Suriye’deki olaylar inanılmaz bir hızla gelişirken Türkiye ve bölge açısından dikkat edilmesi gereken çok konu var. Daha önceki birkaç yazımda ifade ettiğim gibi Ankara gerçekten bu dönemin en önemli aktörlerinden biri durumunda. Suriye ile çok uzun kara sınırı, milyonlarca Suriyeliye ev sahipliği yapılması ve muhalif grupların Türkiye ile bağlantısı üç ana faktör olarak öne çıkıyor. Türkiye Suriye’de oluşabilecek yeni şiddet sarmalına çekilmemek için çok dikkatli hareket etmeli.
Bugün Türkiye’ye müzahir, yakın görünen grupların yarın da aynı tutumu sürdürüp sürdürmeyeceklerini kestirmek güç. Diğer taraftan DEAŞ’ın Türkiye’deki terör eylemlerini çok iyi hatırlıyoruz. HTŞ’nin de böyle radikal bir çizgiye kayması ihtimali beni düşündürüyor. HTŞ şimdiki süreçte Suriye’de hakim ana grup gibi görünse de değişen şartlar örgütlerin davranışlarını da ciddi şekilde etkiliyor. Rusya ve İran, kayıtsız şartsız Şam rejimine destek sağladığı için son dönemde olanların kaybeden tarafı gibi görünüyor.

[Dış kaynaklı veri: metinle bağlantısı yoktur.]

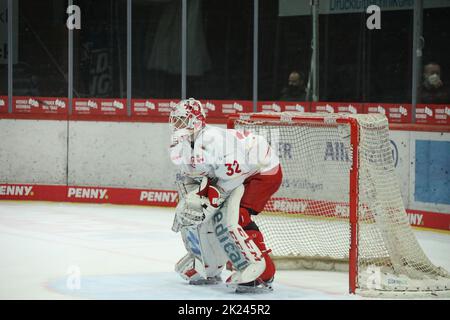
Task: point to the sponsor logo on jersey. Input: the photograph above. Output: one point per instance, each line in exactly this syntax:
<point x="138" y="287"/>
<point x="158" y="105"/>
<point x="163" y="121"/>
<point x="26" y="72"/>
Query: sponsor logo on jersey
<point x="227" y="243"/>
<point x="160" y="196"/>
<point x="87" y="193"/>
<point x="16" y="191"/>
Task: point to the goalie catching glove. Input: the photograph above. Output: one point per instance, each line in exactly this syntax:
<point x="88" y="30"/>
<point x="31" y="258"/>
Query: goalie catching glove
<point x="197" y="205"/>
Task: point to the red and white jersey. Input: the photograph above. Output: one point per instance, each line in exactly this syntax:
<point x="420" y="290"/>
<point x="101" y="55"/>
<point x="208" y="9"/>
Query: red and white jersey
<point x="229" y="155"/>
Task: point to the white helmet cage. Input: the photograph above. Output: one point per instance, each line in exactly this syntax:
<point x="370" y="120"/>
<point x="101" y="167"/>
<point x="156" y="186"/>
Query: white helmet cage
<point x="187" y="114"/>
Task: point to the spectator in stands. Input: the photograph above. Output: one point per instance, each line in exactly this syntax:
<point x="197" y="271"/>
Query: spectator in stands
<point x="295" y="91"/>
<point x="433" y="90"/>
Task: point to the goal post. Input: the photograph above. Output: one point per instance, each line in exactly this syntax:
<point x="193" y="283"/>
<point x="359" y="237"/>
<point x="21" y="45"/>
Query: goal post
<point x="339" y="206"/>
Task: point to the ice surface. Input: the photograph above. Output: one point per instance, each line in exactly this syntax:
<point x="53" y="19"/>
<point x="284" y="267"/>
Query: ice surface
<point x="129" y="252"/>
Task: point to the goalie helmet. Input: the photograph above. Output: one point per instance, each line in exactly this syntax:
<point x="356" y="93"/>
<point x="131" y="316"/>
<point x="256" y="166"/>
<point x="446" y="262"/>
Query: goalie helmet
<point x="187" y="115"/>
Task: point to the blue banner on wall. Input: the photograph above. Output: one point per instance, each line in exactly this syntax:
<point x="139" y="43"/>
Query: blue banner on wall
<point x="432" y="172"/>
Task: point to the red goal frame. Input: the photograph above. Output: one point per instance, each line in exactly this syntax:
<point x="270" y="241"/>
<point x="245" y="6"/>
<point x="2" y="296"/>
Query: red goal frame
<point x="354" y="180"/>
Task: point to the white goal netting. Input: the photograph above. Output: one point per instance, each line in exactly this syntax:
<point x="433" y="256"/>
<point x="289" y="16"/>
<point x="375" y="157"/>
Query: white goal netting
<point x="306" y="224"/>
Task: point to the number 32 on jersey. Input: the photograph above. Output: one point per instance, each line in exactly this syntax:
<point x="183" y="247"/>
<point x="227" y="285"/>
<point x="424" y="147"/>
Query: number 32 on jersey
<point x="232" y="168"/>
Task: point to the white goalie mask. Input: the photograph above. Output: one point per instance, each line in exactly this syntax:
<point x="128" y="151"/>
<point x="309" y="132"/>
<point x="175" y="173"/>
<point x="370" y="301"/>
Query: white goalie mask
<point x="187" y="117"/>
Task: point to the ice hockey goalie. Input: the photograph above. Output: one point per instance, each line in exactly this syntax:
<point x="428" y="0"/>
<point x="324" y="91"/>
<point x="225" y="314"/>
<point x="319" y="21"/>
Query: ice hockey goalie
<point x="227" y="176"/>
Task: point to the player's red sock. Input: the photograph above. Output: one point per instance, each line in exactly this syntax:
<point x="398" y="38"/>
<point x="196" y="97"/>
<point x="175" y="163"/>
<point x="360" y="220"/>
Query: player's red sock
<point x="258" y="239"/>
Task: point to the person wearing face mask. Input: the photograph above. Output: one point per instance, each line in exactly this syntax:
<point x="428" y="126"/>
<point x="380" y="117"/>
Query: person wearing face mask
<point x="433" y="90"/>
<point x="295" y="91"/>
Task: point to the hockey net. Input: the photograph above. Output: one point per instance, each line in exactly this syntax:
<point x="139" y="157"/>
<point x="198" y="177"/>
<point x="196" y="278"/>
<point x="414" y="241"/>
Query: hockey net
<point x="339" y="206"/>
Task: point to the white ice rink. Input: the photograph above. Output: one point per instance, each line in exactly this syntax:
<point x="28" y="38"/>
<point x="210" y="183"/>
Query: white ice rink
<point x="128" y="252"/>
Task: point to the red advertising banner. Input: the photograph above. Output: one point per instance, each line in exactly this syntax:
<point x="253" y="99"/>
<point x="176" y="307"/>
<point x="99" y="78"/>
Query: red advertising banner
<point x="433" y="114"/>
<point x="3" y="104"/>
<point x="397" y="113"/>
<point x="63" y="193"/>
<point x="169" y="198"/>
<point x="280" y="106"/>
<point x="40" y="105"/>
<point x="99" y="106"/>
<point x="337" y="107"/>
<point x="223" y="108"/>
<point x="213" y="108"/>
<point x="152" y="108"/>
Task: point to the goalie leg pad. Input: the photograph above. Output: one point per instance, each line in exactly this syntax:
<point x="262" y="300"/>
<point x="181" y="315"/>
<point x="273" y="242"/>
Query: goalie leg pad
<point x="240" y="249"/>
<point x="205" y="259"/>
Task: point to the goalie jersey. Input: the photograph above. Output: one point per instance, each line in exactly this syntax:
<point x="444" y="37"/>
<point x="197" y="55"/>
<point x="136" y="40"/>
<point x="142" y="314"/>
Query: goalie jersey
<point x="229" y="155"/>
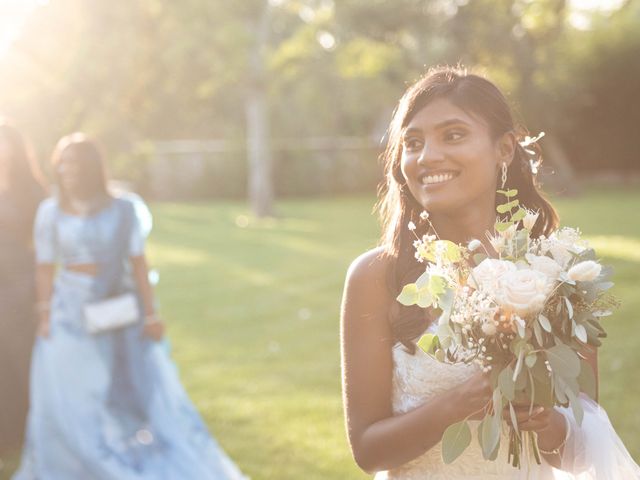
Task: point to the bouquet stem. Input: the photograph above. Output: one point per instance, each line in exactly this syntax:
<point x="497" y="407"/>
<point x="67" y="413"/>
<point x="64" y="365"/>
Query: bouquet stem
<point x="518" y="444"/>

Türkiye’nin güç kazanması, Moskova ve Tahran’ın ise zemin kaybetmesinin getirdiği riskli bir durum var. Bazı ülkeler ve taraflar bu üç ülkenin arasını bozmaya ve “Ankara’yı dostlarına ihanet eden başkent” gibi göstermeye çalışıyor. Hatta İran yönetimine ve Vladimir Putin’e, Türkiye mutlaka cezalandırılmalı gibi telkinlerde bulunuyorlar. Bu süreçte Dışişleri Bakanlığı’nın iki komşu başkentle kuracağı diyaloğun daha da önem kazandığı görüşündeyim.
İSRAİL NE YAPACAK?
İsrail, Suriye’de Esad sonrası süreci fırsata çevirmek için maksimalist adımlar atıyor. Bir taraftan kendi sınırlarına yönelik uzun bir süre boyunca saldırı riskini ortadan kaldırmak için Suriye’nin içlerine kadar ilerliyor. İsrail uçakları Türkiye sınırına yakın bazı hedefleri bile vurdu. Bunun ötesinde Tartus ve Lazkiye’de Suriye donanmasından kalan bütün gemiler batırıldı. Türkiye’yi daha fazla ilgilendiren boyutuna gelince... İsrail’de Netanyahu hükümetine hakim olan bakış “Siz benim can düşmanım Hamas’a destek olursanız biz de sizinle mücadeleye girişen PKK/YPG ile güçlü ilişki kurarız” şeklinde. Bununla birlikte İsrail’de olayları daha uzun soluklu değerlendiren devlet aklı ise Ortadoğu’da belli bir istikrar ve barış havası sağlandığında iki ülkenin işbirliği yapabileceği alanların çokluğuna dikkat çekiyor. Bu görüşte olanlar İsrail’in PKK/YPG ile tam müttefik gibi hareket etmesinin sakıncalarına dikkat çekiyor.
AVRUPA’NIN ETKİSİZLİĞİ
Avrupa Birliği kurumlarını başta Ortadoğu konuları olmak üzere uluslararası meselelerdeki etkisizliği, çekingenliği ve beceriksizliği nedeniyle çok eleştiriyorum. AB Komisyonu Başkanı Ursula von der Leyen de benim değerlendirmeme göre Türkiye’ye mesafeli bakan ve önyargıların etkisinden kurtulamamış isimler arasında. Buna karşın sahadaki bazı gerçeklerin AB Komisyonu da farkında. Türkiye’siz belli adımları atmak imkânsız. Ursula von der Leyen, 17 Aralık Salı günü Suriye’deki kritik gelişmeleri Cumhurbaşkanı Recep Tayyip Erdoğan ile konuşmak üzere Ankara’ya gelecek. Umarım bu görüşmelerden gerçekçi bir ajanda ile verimli sonuçlar alınır.